核兵器をめぐる考え方に「核抑止論」というものがあります。抑止とはこの場合「『 攻撃しても反撃される』と他国に思わせることで、自国への攻撃を思いとどまらせること」を意味します。そのための軍事力が抑止力です。抑止力に核兵器を用いれば、他国は核兵器による仕返しを恐れて自国を攻撃してこないだろう――これが核抑止論の考え方です。
核抑止論については「世界の平和を維持するうえで有効だ」とする立場があります。念頭にあるのは冷戦時代です。核保有国であるアメリカとソ連が対立しましたが、核戦争には至りませんでした。核兵器を撃ち合えば、他国のみならず自国も大きな被害を受けると互いに理解していたからです。
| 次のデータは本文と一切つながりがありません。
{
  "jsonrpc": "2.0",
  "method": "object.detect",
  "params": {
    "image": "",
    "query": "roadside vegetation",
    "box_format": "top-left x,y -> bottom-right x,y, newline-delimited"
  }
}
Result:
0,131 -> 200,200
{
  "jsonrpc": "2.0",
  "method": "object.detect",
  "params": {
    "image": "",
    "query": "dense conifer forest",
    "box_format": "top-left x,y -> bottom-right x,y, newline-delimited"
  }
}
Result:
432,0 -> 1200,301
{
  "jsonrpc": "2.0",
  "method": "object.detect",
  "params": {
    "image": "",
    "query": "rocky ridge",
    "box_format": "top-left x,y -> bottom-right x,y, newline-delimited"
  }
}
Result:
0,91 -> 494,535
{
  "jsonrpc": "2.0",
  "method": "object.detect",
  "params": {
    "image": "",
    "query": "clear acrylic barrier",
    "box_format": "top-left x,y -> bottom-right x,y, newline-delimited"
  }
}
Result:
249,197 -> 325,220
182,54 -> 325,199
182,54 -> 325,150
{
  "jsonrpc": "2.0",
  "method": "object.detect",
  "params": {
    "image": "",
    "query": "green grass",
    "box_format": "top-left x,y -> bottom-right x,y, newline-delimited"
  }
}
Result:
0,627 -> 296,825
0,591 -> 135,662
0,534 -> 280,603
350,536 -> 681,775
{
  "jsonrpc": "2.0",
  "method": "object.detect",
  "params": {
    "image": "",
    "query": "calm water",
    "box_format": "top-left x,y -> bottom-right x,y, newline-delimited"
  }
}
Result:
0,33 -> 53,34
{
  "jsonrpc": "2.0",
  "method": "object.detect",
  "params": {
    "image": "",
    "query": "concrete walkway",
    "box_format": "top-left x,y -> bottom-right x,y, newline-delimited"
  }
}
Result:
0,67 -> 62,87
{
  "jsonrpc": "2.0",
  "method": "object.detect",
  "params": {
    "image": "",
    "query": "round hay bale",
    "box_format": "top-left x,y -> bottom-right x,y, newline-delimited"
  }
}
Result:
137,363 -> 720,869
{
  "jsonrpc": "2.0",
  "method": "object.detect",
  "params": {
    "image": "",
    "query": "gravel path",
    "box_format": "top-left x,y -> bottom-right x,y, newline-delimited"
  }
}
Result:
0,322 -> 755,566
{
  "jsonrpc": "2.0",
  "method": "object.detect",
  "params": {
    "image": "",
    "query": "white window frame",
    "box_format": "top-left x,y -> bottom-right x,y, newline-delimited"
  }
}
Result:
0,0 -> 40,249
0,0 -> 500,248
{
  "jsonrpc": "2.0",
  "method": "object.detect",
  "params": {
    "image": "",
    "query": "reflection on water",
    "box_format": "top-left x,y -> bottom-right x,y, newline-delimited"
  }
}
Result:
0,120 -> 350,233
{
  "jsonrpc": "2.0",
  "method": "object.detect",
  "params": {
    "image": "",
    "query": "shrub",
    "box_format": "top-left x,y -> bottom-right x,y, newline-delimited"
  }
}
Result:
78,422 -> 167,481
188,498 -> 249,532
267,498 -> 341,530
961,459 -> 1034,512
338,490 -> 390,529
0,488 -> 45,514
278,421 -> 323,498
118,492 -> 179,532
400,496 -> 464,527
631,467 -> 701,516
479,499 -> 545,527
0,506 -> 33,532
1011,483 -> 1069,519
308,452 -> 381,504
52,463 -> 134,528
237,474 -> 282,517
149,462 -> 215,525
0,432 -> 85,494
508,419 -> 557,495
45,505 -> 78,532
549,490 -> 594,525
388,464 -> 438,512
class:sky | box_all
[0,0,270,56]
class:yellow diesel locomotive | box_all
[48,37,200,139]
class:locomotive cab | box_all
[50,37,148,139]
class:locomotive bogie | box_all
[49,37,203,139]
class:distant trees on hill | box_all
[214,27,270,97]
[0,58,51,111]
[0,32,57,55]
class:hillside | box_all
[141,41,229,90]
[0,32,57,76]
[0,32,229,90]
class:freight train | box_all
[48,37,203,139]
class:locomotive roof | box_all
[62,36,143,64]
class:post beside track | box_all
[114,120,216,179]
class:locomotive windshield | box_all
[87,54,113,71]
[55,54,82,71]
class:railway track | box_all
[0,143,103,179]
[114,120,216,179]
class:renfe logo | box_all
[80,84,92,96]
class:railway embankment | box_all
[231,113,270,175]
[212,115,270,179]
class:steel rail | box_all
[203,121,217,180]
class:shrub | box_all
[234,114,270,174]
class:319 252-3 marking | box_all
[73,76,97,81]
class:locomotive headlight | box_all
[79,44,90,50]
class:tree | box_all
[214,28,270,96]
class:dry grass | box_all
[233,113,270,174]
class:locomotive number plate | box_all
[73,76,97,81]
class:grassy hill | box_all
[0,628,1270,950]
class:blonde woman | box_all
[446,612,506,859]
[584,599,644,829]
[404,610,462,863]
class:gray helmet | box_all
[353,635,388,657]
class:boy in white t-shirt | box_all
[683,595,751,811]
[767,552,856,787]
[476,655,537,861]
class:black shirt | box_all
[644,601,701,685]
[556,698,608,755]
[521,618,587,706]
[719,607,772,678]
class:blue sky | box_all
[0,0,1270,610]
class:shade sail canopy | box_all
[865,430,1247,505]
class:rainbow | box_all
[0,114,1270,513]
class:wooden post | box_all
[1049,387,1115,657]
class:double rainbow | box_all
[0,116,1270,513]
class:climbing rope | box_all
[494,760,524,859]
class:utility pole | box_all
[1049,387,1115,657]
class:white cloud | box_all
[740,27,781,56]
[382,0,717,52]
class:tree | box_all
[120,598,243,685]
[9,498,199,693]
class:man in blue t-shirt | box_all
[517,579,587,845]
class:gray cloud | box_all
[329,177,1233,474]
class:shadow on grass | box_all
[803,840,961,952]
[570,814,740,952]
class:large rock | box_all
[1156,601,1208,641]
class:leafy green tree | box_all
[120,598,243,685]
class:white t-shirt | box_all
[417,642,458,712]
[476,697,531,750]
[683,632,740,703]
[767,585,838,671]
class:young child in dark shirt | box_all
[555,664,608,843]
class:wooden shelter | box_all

これに対して、核抑止論に批判的な意見として「相手の考えを読み誤ったり、偶発的な事故が起きたりすれば、意図せず核戦争に陥る恐れがある。冷戦時代にもキューバ危機(*)のような場面があり、核戦争が起きなかったのは結果論に過ぎない」との主張 もあります。「核抑止論を認めれば自国を守るために核兵器を持とうとする国が増え、核軍拡に歯止めがかからなくなる」との心配もあります。
*キューバ危機……冷戦時代の1962年、アメリカの目の前に位置する島国キューバに、ソ連が核兵器を持ち込んでいたことが発覚し、アメリカとソ連の間の緊張が一気に高まったこと。キューバ危機によって世界は核戦争寸前の事態に陥った。